Look every Union in this country has an age and education requirement. Are you really going to tell me that a 17 year old drop out isn't talented enough to be a friggin apprentice plumber? If you do then I am discussing this with idiots. Why do they go with rules like that?
Simply because it makes the product better. HS grads, 18 years old are more reliable, it makes the union look better, duh.
Thats not really the issue. Your making this sound like its a lot less complicated than it actually is.
If it was so neat and tidy like your saying by comparing the NFL and NBA situations to a plumbers union, then Maurice Clarett would never have had a case. It would have been thrown out the second he stepped into court.
The fact is Maurice Clarett won in federal district court. The trial judge ordered he be allowed into the draft. The case was appealed and the decision was reversed, but just the fact that he won at the trial level proves his case was far from frivolous.
And in no way does the fact that he lost on appeal mean that the law is set in stone. This is still an area of the law that seems very open to interpretation, and I don't think anyone should be surprised to see someone challenge the NBA in the near future.

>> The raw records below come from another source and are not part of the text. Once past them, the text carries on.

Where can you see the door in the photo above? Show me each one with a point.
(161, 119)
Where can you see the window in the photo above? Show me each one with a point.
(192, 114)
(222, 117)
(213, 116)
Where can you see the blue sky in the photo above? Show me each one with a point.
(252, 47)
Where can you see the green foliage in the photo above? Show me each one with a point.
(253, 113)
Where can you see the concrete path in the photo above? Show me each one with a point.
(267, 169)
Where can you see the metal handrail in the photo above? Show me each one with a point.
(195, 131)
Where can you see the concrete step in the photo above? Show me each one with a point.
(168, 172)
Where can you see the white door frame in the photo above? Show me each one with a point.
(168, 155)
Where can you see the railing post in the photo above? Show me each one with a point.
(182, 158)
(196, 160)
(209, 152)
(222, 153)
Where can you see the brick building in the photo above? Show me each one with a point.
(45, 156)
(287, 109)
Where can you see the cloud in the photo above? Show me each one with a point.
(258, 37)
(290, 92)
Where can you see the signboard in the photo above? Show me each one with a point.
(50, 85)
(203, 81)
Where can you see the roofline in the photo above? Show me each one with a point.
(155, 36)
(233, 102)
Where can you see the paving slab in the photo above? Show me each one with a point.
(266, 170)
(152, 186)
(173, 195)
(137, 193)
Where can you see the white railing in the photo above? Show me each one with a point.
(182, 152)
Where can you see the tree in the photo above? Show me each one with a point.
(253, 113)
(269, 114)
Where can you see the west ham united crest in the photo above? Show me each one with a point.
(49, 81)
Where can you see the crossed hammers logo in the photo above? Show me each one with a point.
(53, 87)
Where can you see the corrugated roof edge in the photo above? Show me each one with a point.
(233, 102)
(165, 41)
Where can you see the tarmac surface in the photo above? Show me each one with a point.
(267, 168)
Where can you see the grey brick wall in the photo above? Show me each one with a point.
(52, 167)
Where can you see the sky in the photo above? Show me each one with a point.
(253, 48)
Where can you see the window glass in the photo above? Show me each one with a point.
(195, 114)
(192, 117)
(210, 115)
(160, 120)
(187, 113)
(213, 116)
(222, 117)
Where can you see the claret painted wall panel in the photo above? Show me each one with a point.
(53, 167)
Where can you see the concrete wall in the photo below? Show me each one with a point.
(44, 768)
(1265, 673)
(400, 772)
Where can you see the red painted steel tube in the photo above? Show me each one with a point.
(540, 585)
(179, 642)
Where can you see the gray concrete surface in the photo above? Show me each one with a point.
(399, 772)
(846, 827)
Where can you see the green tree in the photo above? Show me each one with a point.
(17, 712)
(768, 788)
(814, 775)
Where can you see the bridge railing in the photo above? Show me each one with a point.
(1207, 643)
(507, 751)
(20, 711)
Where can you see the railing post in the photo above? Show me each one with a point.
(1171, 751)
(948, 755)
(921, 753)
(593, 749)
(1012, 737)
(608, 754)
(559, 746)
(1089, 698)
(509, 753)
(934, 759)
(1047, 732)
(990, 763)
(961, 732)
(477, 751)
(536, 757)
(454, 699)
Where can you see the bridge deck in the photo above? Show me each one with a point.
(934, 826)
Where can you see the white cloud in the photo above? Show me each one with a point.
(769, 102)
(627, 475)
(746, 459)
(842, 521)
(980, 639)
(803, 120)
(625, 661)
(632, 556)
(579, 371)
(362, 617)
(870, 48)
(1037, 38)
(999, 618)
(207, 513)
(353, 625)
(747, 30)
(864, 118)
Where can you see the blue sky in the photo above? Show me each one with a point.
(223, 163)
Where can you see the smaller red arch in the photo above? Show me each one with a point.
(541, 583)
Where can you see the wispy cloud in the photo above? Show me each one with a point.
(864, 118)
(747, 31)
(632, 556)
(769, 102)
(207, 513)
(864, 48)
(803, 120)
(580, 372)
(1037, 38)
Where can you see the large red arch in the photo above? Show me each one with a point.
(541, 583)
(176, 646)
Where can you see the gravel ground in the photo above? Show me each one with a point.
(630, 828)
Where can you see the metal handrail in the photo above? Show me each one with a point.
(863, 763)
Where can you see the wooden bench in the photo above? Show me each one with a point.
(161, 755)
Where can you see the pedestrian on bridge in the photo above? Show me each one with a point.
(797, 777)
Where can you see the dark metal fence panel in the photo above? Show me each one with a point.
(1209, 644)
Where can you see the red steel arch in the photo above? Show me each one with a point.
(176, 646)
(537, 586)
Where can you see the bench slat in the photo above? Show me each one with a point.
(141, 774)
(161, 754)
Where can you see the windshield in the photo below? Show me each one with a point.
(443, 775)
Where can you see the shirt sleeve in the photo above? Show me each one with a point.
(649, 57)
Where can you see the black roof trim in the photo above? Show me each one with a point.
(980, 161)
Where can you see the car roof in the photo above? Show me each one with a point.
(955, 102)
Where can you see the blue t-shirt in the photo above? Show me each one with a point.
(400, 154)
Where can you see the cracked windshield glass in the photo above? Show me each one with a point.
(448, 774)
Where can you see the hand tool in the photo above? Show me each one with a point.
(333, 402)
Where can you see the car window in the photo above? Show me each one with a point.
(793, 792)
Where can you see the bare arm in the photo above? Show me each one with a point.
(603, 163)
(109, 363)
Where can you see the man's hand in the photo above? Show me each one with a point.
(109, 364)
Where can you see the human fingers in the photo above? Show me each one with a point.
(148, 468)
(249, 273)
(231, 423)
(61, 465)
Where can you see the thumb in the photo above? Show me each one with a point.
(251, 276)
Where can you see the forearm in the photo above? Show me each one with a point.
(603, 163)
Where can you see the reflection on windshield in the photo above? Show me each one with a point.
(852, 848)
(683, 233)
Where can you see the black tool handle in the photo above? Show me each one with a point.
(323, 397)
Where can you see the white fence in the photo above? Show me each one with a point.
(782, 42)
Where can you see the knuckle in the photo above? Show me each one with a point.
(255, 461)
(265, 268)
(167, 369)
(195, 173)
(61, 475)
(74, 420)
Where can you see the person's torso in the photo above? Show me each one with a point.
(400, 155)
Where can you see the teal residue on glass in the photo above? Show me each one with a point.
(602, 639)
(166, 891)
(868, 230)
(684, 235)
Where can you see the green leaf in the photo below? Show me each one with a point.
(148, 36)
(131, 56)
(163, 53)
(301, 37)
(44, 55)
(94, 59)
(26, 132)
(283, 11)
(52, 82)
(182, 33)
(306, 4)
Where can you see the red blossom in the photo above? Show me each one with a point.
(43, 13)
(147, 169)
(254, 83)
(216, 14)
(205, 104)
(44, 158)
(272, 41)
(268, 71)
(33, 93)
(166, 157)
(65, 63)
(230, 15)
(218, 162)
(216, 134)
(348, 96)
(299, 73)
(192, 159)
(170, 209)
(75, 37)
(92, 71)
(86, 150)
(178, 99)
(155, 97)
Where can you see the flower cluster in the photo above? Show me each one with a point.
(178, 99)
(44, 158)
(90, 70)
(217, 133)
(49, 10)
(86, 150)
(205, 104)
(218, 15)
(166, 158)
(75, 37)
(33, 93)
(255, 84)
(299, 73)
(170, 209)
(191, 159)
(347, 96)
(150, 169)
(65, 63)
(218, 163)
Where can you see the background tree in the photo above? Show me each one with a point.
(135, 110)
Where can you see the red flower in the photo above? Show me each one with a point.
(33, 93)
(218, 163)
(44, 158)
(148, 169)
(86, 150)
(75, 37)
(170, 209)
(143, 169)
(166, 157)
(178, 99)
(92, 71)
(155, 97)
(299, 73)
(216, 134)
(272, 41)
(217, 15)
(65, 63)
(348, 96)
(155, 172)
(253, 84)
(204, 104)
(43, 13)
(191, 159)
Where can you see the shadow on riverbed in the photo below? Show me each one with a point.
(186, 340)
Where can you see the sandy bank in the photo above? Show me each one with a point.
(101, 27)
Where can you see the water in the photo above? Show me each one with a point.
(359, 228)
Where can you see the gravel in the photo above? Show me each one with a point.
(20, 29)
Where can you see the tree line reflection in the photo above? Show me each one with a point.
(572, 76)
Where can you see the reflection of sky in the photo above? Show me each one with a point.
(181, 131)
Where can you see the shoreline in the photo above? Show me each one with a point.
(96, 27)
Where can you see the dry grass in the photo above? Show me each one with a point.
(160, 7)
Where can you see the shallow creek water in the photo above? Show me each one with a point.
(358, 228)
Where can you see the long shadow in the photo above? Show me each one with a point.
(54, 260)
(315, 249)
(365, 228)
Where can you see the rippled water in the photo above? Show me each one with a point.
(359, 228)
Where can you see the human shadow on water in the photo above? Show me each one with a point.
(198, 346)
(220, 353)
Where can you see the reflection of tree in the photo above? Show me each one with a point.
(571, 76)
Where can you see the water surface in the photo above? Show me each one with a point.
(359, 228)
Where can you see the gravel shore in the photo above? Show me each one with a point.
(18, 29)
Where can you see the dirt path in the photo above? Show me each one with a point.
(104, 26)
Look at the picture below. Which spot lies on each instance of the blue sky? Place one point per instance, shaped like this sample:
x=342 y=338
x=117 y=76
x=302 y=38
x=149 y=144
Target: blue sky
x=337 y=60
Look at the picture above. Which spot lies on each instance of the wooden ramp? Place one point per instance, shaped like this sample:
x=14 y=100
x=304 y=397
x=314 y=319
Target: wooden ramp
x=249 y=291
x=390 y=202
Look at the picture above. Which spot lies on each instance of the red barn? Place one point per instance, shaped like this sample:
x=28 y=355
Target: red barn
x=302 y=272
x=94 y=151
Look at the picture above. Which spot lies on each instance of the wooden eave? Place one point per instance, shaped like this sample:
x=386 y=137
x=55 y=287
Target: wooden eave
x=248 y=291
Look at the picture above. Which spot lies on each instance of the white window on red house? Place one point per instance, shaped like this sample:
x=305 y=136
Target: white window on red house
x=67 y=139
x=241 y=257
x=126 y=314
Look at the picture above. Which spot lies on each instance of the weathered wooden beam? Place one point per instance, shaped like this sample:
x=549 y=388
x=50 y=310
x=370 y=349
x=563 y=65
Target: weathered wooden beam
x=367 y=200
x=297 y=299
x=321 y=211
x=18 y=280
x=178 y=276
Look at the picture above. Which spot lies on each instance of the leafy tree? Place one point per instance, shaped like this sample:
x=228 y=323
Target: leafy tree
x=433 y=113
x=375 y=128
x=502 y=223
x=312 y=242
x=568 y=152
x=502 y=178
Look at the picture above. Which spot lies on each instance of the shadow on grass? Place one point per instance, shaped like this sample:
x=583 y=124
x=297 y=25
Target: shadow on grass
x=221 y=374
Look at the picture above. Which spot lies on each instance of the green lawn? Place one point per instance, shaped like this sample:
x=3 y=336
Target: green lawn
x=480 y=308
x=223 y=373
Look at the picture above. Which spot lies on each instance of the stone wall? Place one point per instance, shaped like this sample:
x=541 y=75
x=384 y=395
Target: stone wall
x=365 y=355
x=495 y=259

If you think this is the Yankee Fan in me talking your a dope and you don't get it. This is the Minnesots Twins or Oakland A's all the way. Teams should be able to get production for their millions invested in the draft and not splinters.
Yea, I'm sure the Cavs were really perturbed about the 'splinters' they got back from that 5 million they paid LBJ last year. Or the Suns about the combined 8 mil they paid Amare his first four years in the league. Or the Warriors about the 800,000 they pay Monta Ellis to average 20 a game.
Even take the C's highschoolers. Al Jefferson got paid 1.6 Mil last year and averaged 16 and 11. His first three years he got paid an average of 1.5 mil and he put up an average around 10 and 6. That's doin work for cheap dough in NBA terms. Kendrick Perkins didn't do much his first 4 years, but the C's weren't paying him anything. A mil a season. You can't get two good d-leaguers for that price. Gerald Green? The C's wasted 2.5 mil on him total. Thats a mil less than what the C's waste yearly on Scal.
I could go on and on. The point is, it's total nonsense to say that teams are putting millions into the draft and getting splinters. By and far, highschool players outperform their college counterparts. Why not outlaw four year college players? They are the ones who are most likely to provide splinters while getting paid millions.
And lastly, you act like guaranteed rookie deals are screwing over the owners, when its clear they are screwing over the players. If not for the rookie contract scale, a lot of these guys would be actually getting paid what they are worth from the second they stepped into the league. And it would be a lot more than the chump change they are getting on their rookie deals.